A través de los ochenta y tantos kilómetros que he recorrido durante muchos veranos en mis peregrinajes a Guadalupe, lo que más me llamaba la atención recién niciado el camino, cerca de Trujillo, no eran la belleza de los paisajes, tan variados después de las leguas de berrocal, ni el mar de luces que se divisa por la noche rebasada la sierra de los Lagares. Ni siquiera el serpentear de caminos polvorientos y veredas que se pierden aquí y allá, entre olivares, jaramagos y la soledad de las encinas.
Siempre por carretera, a los ojos del peregrino lo que más le sorprende es la acumulación de latas de aluminio y desperdicios que salpican las cunetas, convertidas en vertedero improvisado hasta de algún colchón colapsado de sueños y porquería.
Cargado con la mochila, la vista va y viene desde la silueta de la sierra del Puerto hasta las estribaciones montañosas que anticipan el frescor de Logrosán y más adelante la promesa de las Villuercas y Cañamero. Pero inevitablemente, como si fueran los contrapuntos de una jornada feliz, de tarde en tarde nos enoja la visión de los desechos: aquí una lata, allí un tetrabrick, más adelante restos de cartón, plásticos…
No somos tan solo una sociedad que ha vivido por encima de sus posibilidades, es que nos hemos convertido en manirrotos, como esos nuevos ricos a los que emborracha el dinero fácil o el éxito engañoso y se precipitan raudos a cambiar las tres ‘c’: la casa, el coche y la compañera.

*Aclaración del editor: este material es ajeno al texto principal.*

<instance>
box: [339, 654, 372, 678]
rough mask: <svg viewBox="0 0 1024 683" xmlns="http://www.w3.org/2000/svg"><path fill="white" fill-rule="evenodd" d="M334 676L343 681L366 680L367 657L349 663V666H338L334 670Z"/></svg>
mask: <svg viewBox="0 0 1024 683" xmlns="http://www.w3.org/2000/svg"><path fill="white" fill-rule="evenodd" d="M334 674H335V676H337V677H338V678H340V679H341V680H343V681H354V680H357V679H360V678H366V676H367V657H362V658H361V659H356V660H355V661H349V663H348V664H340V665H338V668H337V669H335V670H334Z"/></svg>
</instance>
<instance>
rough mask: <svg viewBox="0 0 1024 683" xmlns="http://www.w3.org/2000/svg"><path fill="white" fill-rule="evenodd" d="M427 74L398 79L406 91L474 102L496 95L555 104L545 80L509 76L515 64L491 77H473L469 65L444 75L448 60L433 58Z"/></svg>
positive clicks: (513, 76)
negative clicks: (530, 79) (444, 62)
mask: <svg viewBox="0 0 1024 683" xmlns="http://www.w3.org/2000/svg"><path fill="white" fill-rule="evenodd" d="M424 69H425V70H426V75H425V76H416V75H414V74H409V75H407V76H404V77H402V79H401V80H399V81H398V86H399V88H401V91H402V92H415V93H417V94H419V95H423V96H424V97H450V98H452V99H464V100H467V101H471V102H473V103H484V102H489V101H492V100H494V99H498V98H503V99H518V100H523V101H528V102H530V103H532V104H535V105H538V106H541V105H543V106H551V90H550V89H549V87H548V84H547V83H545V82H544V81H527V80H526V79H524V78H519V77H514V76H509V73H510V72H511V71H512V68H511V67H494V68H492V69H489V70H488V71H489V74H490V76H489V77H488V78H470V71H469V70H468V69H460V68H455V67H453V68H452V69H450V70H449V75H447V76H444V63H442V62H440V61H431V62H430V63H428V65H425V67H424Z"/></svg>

He aprovechado alguno de mis días de vacaciones para releer esa joyita de la filosofía política titulada ‘Comunicado urgente contra el despilfarro’, de Agustín García Calvo, autor del que podría decirse lo mismo que dijo la autoridad gubernativa de Valle Inclán: «Eximio escritor y extravagante ciudadano», con la salvedad de que en el caso de García Calvo, me parece que nadie discreparía si añadimos la expresión «lúcido filósofo». A lo que voy. En ese librito, de finales de los años setenta, ya nos avisaba que la nueva sociedad se define por un término, ‘consumo’, que no se corresponde exactamente con el término ‘despilfarro’, pues el primero («consumo yo» o «consumen los habitantes de España») va ligado a lo personal mientras que ‘despilfarro’ va unido al proceso de depreciación de la persona, está fundado «en la depreciación (y en cierto modo anulación) de las cosas y bienes que su despilfarro exige». Parece un galimatías, pero nada de eso.

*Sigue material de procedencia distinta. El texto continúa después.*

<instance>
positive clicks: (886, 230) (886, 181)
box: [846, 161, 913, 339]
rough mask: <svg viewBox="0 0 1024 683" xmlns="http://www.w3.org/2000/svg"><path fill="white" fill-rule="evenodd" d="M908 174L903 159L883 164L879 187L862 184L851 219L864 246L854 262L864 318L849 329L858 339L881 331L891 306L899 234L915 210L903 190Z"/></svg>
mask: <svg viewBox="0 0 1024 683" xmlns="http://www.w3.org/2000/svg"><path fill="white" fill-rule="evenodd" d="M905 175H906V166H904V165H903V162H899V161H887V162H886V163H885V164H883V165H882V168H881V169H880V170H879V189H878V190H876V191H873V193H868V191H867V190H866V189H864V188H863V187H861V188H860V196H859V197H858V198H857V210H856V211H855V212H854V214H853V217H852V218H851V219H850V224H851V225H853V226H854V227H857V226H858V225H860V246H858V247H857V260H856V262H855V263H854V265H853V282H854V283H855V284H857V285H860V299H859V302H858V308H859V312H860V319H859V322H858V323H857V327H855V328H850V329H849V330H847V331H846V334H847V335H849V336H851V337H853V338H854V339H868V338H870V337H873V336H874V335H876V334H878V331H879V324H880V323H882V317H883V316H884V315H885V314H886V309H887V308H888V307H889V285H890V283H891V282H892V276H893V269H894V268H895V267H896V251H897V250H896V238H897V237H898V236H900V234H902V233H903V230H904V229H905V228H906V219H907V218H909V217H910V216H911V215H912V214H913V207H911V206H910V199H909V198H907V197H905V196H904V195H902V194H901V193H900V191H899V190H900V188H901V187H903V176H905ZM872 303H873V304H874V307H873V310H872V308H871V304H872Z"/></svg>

Tampoco puede creerse que ‘consumo’ alude aquí a lo necesario y ‘despilfarro’ al consumo de bienes no necesarios, pues como previene García Calvo, no sabemos en realidad cuáles son las «necesidades primarias y naturales» de la persona, pero sí sabemos que es el mercado quien se encarga de crearnos bienes y crearnos necesidades para que nosotros las consumamos: es decir, es el propio mercado el que establece la oferta y la demanda para suministrar a sus clientes los gustos y caprichos que deben tener y consumir. Dice García Calvo que la definición de ‘despilfarro’ es «consumo de consumo». Para saber que lleva razón me basta con observar los ‘mercados’ o reparar en ciertas cunetas.